Oh… entahlah, mungkin sudah sejam kali aku digenjot Wawan, kalau
ditambah dengan waktu aku masih tertidur. Ia memang perkasa untuk urusan
sex, membuatku semakin kagum padanya. Beberapa menit setelah aku
orgasme, Wawan tak tahan lagi. “Oooh… mem*knya non Eliza ini…. rasanya
kont*lku kayak diurut urut… sudah 3 menit… aaah… “, erangnya sambil
menembakkan spermanya di dalam liang vaginaku. Aku memejamkan mata ingin
menikmati sepuas puasnya rasa hangat yang memenuhi relung relung
vaginaku. Kurasakan tubuhku dibaringkan di salah satu ranjang mereka,
dan penis Wawan sudah terlepas dari vaginaku.
Aku membuka mataku, untuk melihat giliran siapa berikutnya.

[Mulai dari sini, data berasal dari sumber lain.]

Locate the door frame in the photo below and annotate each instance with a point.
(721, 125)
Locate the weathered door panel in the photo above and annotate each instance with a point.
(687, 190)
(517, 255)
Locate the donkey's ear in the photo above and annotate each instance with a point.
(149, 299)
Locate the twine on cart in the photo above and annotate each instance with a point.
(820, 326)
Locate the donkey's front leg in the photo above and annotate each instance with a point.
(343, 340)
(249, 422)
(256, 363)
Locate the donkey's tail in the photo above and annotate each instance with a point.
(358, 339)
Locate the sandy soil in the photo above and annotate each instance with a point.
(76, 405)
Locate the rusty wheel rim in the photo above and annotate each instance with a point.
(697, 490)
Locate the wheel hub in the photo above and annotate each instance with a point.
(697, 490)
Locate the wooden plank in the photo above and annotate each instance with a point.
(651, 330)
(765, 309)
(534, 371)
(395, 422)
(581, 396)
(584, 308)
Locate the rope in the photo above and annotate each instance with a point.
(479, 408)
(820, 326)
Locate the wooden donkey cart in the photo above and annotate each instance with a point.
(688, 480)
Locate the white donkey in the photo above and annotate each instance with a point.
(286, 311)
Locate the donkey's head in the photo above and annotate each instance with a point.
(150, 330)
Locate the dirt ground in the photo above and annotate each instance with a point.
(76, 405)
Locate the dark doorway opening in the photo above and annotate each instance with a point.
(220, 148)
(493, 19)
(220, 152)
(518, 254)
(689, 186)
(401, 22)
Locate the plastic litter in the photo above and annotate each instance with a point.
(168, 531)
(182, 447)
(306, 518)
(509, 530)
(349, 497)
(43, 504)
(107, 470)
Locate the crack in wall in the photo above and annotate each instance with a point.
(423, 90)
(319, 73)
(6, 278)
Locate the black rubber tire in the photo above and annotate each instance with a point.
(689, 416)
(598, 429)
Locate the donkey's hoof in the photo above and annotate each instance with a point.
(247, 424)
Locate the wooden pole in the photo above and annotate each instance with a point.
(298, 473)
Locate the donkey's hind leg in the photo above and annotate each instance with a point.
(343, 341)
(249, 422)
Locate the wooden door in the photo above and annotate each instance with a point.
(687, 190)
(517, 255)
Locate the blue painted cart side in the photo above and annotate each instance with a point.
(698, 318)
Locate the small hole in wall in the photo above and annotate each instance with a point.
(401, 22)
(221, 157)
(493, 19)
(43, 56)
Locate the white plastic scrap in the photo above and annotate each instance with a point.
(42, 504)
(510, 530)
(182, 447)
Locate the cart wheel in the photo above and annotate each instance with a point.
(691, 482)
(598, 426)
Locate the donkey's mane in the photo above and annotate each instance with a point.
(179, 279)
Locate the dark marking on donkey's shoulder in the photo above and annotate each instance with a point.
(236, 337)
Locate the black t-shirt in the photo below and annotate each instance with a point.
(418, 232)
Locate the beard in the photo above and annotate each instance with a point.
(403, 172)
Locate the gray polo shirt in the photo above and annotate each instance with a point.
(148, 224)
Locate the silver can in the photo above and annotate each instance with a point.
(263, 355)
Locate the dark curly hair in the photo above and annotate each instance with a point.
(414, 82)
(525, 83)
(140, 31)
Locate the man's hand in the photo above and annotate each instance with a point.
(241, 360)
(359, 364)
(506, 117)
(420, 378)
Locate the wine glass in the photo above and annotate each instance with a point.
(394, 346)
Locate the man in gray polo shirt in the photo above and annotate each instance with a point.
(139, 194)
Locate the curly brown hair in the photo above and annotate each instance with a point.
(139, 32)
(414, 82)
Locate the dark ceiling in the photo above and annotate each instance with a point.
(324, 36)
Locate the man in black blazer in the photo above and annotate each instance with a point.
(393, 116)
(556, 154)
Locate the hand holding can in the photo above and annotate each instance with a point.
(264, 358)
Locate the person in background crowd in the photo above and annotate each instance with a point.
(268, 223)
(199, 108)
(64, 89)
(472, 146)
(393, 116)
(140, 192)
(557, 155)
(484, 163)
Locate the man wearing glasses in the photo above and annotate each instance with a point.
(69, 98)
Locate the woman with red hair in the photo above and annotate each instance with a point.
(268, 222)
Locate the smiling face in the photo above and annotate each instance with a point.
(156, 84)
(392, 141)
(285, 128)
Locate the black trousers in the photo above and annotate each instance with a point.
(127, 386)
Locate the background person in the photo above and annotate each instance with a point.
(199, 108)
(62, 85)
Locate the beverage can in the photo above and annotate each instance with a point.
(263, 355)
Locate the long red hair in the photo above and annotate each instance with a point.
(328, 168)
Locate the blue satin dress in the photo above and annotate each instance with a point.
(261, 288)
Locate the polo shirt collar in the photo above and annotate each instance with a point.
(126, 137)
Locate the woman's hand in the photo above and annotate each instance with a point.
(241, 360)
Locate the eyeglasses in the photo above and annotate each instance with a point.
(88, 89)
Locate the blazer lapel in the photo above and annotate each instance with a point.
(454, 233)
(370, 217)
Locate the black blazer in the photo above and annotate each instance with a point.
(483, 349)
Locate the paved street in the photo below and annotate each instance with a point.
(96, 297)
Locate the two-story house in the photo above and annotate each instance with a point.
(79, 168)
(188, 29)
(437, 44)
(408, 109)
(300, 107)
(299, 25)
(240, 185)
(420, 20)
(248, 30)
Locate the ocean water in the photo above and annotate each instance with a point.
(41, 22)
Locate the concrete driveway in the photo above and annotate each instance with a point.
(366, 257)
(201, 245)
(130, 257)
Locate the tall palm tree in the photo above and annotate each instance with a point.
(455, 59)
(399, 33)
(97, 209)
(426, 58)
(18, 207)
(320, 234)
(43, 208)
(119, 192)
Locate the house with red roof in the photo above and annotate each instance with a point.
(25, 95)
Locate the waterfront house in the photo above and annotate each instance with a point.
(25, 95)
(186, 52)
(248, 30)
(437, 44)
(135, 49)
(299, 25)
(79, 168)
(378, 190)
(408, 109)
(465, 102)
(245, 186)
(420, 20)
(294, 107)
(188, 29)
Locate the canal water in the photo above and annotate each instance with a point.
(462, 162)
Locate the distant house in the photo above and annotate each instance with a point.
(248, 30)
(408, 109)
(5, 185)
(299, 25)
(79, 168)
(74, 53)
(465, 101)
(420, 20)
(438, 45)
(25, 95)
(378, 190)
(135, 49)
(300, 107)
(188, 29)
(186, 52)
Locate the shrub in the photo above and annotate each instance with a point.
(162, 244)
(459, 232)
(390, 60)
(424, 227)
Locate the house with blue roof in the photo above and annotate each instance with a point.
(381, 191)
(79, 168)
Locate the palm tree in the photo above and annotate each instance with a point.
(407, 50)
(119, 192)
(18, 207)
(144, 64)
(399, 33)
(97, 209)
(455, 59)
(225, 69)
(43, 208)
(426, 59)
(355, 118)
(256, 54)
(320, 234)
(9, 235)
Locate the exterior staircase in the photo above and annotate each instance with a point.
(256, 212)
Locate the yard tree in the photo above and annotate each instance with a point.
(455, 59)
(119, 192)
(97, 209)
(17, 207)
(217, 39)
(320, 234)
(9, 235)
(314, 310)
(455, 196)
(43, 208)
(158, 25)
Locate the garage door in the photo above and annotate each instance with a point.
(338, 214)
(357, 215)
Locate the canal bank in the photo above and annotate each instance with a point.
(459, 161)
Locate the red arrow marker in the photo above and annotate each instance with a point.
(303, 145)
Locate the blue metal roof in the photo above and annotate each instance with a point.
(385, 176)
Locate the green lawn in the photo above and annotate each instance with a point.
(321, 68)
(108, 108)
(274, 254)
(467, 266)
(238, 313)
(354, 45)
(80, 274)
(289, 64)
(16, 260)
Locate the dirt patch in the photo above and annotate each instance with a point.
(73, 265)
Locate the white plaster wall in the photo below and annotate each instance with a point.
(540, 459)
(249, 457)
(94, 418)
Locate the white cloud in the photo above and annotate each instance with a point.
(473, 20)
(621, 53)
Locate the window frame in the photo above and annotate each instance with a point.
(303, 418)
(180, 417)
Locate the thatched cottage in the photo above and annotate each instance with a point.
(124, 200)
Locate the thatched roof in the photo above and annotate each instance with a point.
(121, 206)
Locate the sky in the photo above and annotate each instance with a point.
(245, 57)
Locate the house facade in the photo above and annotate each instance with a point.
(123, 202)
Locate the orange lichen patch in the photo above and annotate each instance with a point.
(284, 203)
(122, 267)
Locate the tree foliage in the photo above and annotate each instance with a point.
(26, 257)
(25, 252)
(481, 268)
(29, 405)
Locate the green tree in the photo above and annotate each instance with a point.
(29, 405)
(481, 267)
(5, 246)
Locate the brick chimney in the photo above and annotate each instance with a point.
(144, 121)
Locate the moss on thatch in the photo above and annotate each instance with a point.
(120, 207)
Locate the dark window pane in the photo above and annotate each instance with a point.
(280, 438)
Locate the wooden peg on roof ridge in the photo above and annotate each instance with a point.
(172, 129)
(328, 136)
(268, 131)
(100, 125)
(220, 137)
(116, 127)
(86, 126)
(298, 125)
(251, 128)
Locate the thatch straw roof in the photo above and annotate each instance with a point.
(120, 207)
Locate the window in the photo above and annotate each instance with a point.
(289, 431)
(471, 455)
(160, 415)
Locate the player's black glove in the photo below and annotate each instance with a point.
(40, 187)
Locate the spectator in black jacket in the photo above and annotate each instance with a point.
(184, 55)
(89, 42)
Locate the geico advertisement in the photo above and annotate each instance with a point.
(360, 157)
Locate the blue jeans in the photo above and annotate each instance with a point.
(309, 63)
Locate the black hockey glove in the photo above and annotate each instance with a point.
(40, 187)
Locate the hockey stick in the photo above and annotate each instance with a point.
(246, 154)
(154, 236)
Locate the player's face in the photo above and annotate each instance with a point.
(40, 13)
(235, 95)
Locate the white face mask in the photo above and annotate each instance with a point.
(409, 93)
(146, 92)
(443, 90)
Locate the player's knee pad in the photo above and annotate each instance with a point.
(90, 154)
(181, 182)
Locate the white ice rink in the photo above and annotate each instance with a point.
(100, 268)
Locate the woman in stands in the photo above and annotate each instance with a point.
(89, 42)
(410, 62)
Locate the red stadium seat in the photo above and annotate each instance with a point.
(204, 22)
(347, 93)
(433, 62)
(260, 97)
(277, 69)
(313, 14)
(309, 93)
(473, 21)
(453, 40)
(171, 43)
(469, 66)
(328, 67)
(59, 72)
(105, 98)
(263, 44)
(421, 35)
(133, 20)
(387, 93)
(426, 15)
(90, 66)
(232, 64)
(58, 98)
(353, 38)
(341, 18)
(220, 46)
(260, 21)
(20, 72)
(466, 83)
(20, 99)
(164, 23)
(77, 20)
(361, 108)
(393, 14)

Sedikit beda dari kemarin, sekarang gilirannya Suwito, yang sudah
mengambil posisi di selangkanganku, dan segera membenamkan penisnya ke
dalam vaginaku yang masih sangat basah oleh cairan cintaku dan sperma
Wawan.Aku hanya bisa menggeliat pasrah dibawah tindihan Suwito, yang
dengan penuh semangat menggenjotku sepuas puasnya. Pak Arifin masih
memainkan rambutku, yang menurutnya sangat indah. Tiba tiba aku teringat
penis Wawan yang pasti masih belepotan sperma yang bercampur cairan
cintaku. Entah apa yang mendorongku, tapi aku hampir tak bisa
mempercayai bahwa itu adalah suaraku sendiri ketika aku memanggil Wawan,
“Wan, sini aku oralin bentar”.
Wawan yang sedang duduk di lantai beristirahat, tentu saja tak
perlu kuminta dua kali, ia segera bangkit mendekatiku dan menyodorkan
penisnya untuk kuoral, dan tanpa malu malu aku memegang penis yang sudah
mengendur itu, kukulum kulum dan kuseruput hingga pipiku terlihat
kempot, sampai tak ada sperma yang tersisa, sementara Wawan melenguh
lenguh keenakan. Benar benar edan! Bagaimana mungkin aku bisa seliar
ini? Bahkan aku merasa sperma itu begitu enak dan gurih, apakah ini
karena aku mulai ketagihan minum sperma?
Mungkin saja, karena kini aku sudah tak sabar lagi menunggu
Suwito orgasme, karena aku ingin segera menjilati dan menyedot sperma
lagi. Maka setelah penis Wawan selesai kuoral sampai bersih, aku segera
menggerakkan pinggulku menyambut tusukan demi tusukan Suwito, dan benar
saja, tak sampai 10 menit Suwito sudah menggeram. Ingin aku memintanya
keluar di mulutku, namun aku takut dianggap tidak adil karena tadi Wawan
sudah keluar di dalam. Maka aku diam saja, membiarkan Suwito memuaskan
hasratnya untuk menyemprotkan spermanya dalam liang vaginaku. Setelah
kurasakan tak ada semprotan lagi, aku segera mendorong tubuhnya sampai
penisnya terlepas dari jepitan liang vaginaku, dan buru buru aku
berkata, ”To, cepat sini…”. Suwito pun segera menghampiriku, membenamkan
penisnya ke mulutku, dan aku segera menyedot nyedot dengan memejamkan
mataku, merasakan tetes demi tetes sperma yang teroleskan di lidahku.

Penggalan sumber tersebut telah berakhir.